The statement notes that underexplored research areas also include the mechanistic effects of alcohol on postoperative morbidity, the efficacy of chemotherapy and radiation, and novel targeted therapies including immunotherapy and radiotherapy. Improved understanding of the mechanisms of effects of alcohol use on cancer-related pathways and treatments may improve knowledge of the roles they play in disease progression, response to treatments, and toxicities. 

Public Health Strategies

The ASCO committee stresses that excessive alcohol use can delay or have a negative impact on cancer treatment and that reducing high-risk alcohol consumption constitutes cancer prevention. Joining other cancer care and public health organizations, ASCO supports strategies to prevent high-risk alcohol consumption, including the following measures:

  • Development of clinical strategies for alcohol screening and brief intervention provided in clinical settings
  • Regulation of alcohol outlet density
  • Increases in alcohol taxes and prices
  • Maintenance of limits on days and hours of sale
  • Enhanced enforcement of laws prohibiting sales to minors
  • Restriction of youth exposure to advertising of alcoholic beverages
  • Resistance to further privatization of retail alcohol sales in communities with current government control
  • Inclusion of alcohol control strategies in comprehensive cancer control plans.

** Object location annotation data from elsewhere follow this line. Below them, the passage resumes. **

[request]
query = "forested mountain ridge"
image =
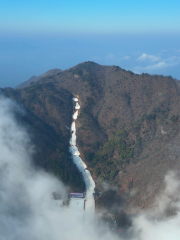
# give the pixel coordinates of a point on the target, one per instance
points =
(127, 130)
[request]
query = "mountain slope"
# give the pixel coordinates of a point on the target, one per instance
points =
(127, 129)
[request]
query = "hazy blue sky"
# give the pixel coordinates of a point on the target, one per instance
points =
(35, 36)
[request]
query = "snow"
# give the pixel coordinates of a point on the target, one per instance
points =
(90, 184)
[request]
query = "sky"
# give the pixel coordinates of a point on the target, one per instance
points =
(35, 36)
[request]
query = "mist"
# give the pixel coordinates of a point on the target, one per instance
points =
(27, 210)
(21, 58)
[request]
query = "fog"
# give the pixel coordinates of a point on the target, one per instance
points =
(27, 210)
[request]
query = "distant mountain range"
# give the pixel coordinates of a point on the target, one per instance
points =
(36, 78)
(128, 129)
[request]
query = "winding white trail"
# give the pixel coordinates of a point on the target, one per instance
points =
(90, 184)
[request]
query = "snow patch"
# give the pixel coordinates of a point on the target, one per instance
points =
(90, 184)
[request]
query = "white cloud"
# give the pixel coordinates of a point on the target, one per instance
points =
(145, 56)
(158, 66)
(126, 57)
(27, 210)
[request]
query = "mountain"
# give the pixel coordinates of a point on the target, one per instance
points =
(127, 130)
(35, 79)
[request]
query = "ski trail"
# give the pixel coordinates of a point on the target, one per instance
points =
(89, 182)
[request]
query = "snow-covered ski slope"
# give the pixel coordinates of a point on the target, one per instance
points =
(90, 184)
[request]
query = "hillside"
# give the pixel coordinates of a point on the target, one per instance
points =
(127, 130)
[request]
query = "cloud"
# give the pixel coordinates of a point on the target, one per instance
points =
(28, 211)
(145, 56)
(126, 57)
(158, 66)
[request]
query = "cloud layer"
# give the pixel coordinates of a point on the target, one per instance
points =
(27, 210)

In addition, the statement cites ASCO’s support of efforts to eliminate “pinkwashing” from the marketing of alcoholic beverages. Pinkwashing is a form of “cause marketing” characterized by a company using the color pink or pink ribbons to show commitment to finding a cure for breast cancer. As stated by the authors: “Given the consistent evidence that shows the link between alcohol consumption and an increased risk of breast cancer, alcoholic beverage companies should be discouraged from using the symbols of the battle against breast cancer to market their products.”

Role of the Oncologist

The ASCO statement stresses that oncologists are situated to play a major role in efforts to reduce alcohol-related risks, both as front-line providers who can help patients reduce high-risk alcohol use, and potentially avoid adverse effects on treatment, and as community advisors and leaders who can help raise awareness of alcohol consumption as a cancer risk factor. ■

DISCLOSURE: Dr. LoConte has a consulting or advisory role with Celgene. For full disclosures of the statement authors, visit


1. LoConte NK, Brewster AM, Kaur JS, et al: Alcohol and cancer: A statement of the American Society of Clinical Oncology. J Clin Oncol. November 7, 2017 (early release online).

Alcohol Consumption

  • The National Institute of Alcohol Abuse and Alcoholism defines a standard drink as one that contains roughly 14 g of pure alcohol, which is the equivalent of 1.5 ounces of distilled spirits (approximately 40% alcohol by volume); 5 ounces of wine (approximately 12% alcohol by volume); or 12 ounces of regular beer (approximately 5% alcohol by volume).
  • In the ASCO Statement, a moderate drinker is defined as up to 1 drink/day for women and up to
    2 drinks/day for men.
  • A heavy drinker defined as 8 or more drinks/week or 3 or more drinks/day for women, and as 15 or more drinks/week or 4 or more drinks/day for men.